The answer: it depends.
This is a conversation I’ve been having loads recently - with friends and with clients of all genders. We’re all in our early 40s and beyond. Most of us have partners, kids, mortgages, ‘lifestyles’ we want to maintain, ageing parents.
And many of us have (I love this phrase) a ‘big job’.
A job with a big title and lots of responsibility and a big salary and status. A job with a team you’re proud of. A job you love despite the pressure and demands.
As an executive coach, my focus is supporting leaders to balance commercial success with a deeply meaningful life. So I feel I should offer some thoughts on this question: how can we balance these often-competing worlds? How can we thrive in the corporate world, AND feel connected and present with our families?
Well, there are two sides to this. I mean, there’s probably more, but for simplicity let’s stick with two.
External variables, and internal variables.
The different factors that make it more or less possible to calibrate between a high-pressured career and a fulfilling family life. Here’s my ‘first draft’ of some of these variables - generally, you have more control over the internal than external ones.
External variables
The culture of your organisation - flexibility of working patterns, psychological safety, expectations.
Household financial means - finding balance can be easier when there is a nanny, cleaner etc.
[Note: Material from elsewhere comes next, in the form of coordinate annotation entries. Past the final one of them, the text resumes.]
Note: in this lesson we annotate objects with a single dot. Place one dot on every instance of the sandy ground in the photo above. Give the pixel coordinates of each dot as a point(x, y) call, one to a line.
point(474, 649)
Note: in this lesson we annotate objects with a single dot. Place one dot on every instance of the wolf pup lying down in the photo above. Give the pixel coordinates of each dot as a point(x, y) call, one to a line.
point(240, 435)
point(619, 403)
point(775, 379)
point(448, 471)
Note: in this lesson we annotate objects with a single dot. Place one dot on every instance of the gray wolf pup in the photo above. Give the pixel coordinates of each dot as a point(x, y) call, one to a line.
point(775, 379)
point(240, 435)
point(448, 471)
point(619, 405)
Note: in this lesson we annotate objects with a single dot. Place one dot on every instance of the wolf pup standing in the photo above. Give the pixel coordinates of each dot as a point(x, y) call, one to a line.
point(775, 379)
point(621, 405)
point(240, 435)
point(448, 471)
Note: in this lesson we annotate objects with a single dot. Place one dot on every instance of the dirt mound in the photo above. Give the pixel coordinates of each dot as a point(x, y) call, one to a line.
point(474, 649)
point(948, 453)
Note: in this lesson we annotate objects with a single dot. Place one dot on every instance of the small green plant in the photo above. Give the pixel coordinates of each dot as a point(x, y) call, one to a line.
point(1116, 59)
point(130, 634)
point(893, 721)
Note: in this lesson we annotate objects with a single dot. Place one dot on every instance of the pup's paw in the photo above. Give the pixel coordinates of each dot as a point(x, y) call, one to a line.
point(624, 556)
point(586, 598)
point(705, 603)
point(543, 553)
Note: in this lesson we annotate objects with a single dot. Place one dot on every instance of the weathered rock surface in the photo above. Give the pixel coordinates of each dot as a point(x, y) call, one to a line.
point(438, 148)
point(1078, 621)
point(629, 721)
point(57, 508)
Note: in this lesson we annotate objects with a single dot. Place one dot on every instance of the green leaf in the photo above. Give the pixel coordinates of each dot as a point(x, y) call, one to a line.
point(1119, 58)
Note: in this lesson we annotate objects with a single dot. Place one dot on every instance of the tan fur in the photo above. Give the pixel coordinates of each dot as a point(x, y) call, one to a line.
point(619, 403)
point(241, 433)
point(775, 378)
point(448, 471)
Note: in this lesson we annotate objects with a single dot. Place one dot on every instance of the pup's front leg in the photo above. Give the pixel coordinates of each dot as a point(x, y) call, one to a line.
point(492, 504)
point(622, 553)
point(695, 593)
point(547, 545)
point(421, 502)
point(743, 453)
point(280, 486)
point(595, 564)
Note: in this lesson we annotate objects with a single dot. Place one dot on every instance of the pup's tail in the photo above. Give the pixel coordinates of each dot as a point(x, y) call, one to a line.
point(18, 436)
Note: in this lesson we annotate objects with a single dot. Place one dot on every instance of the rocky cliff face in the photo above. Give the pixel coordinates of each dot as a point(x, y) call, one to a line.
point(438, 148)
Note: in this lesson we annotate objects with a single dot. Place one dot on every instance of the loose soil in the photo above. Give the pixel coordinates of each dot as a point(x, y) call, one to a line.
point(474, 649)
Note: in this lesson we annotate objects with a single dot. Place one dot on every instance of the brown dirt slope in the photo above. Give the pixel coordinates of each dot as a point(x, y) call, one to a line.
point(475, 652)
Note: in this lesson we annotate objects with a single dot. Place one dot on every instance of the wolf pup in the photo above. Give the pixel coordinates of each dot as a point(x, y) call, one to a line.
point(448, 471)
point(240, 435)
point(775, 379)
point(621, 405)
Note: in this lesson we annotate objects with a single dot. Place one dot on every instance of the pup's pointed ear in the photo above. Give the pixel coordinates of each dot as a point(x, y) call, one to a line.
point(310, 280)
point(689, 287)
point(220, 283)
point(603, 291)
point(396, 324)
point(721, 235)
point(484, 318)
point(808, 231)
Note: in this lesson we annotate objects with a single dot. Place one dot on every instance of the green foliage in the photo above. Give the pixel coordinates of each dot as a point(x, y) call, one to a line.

Complexity of your family circumstances - the type of kids you have, any physical or mental illnesses for you/your partner etc
Having / not having extended family nearby - grandparents etc.
Internal variables (This is where coaching is transformational, expanding the field of what feels possible for you)
The story you hold about why you are valuable - if your self-worth is hooked into productivity and others’ good opinion, finding balance is a constant struggle.
The story you hold about choices available to you - I hear the words ‘I can’t change anything’ on a daily basis, when what someone really means is “I choose not to change anything, because I’m scared of the consequences”. By coming back into choice, we can expand what feels possible.
How easy you find it to set and maintain boundaries. We are ALWAYS operating within boundaries - the question is whether we’re the ones who have set them, or someone else.
How much you can bear ‘good enough’. For many (most) high achievers, they have spent a lifetime being praised for excellence. But the more complex life gets as we get older, the more ‘excellence’ can become a straitjacket, if we expect it of ourselves in all areas. Sometimes, good enough is good enough.